Returns on U.S. high-yield bonds have fallen to their lowest level since 2008 in March. The Fed’s decision last Thursday set off a rush back into junk bonds for investors, who had already started to throw record amounts into the market.
“Inflows should keep pace, as this is a driver in addition to putting an end to the lockdown periods in both the Europe and the U.S.,” said Benjamin Sabahi, head of credit research at Spread Research, a Lyon-based provider of high-yield market analysis.
Fed intervention has helped accelerate bond sales from junk-rated companies, with borrowers raising nearly $10 billion of debt this week in the United States, up more than 60% from the previous week, according to Refinitiv IFR data.
Although the European Central Bank does not purchase junk debt, the turnaround in sentiment also helped the European high-yield market to re-open after a two-month break with a bond sale by Swedish alarms company Verisure on Thursday.
“… I would expect many euro high-yield corporates to tap U.S. investors, as the rally of U.S. high-yield may be even quicker than in Europe because of the Fed buying notes in the secondary market,” Spread Research’s Sabahi said.
Risk assets across the world rallied in the past few weeks as governments and central banks announced unprecedented stimulus to ward off the economic blow from coronavirus lockdowns.

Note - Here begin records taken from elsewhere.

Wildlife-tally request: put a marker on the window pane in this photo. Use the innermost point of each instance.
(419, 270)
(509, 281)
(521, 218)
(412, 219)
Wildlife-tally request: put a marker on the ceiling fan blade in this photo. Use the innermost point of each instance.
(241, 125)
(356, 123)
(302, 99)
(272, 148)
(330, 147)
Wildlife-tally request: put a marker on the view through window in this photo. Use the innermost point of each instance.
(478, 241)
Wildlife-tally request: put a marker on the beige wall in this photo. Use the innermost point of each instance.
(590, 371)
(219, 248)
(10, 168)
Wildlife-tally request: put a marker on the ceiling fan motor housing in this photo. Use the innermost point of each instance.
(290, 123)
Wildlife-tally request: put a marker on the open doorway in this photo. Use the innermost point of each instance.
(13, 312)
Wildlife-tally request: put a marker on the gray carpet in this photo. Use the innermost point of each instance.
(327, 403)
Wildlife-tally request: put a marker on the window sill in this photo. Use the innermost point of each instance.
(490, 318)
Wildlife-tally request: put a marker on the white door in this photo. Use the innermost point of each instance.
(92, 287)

Equity funds enjoyed inflows of $10.7 billion, while government bond funds got $14.1 billion, according to BofA’s weekly fund flows data, based on figures from EPFR Global. Cash remained king, attracting $52.7 billion.
BofA’s sentiment gauge, the Bull & Bear indicator, remained pinned to zero, implying extreme bearishness, which usually heralds a big bounce, the bank added.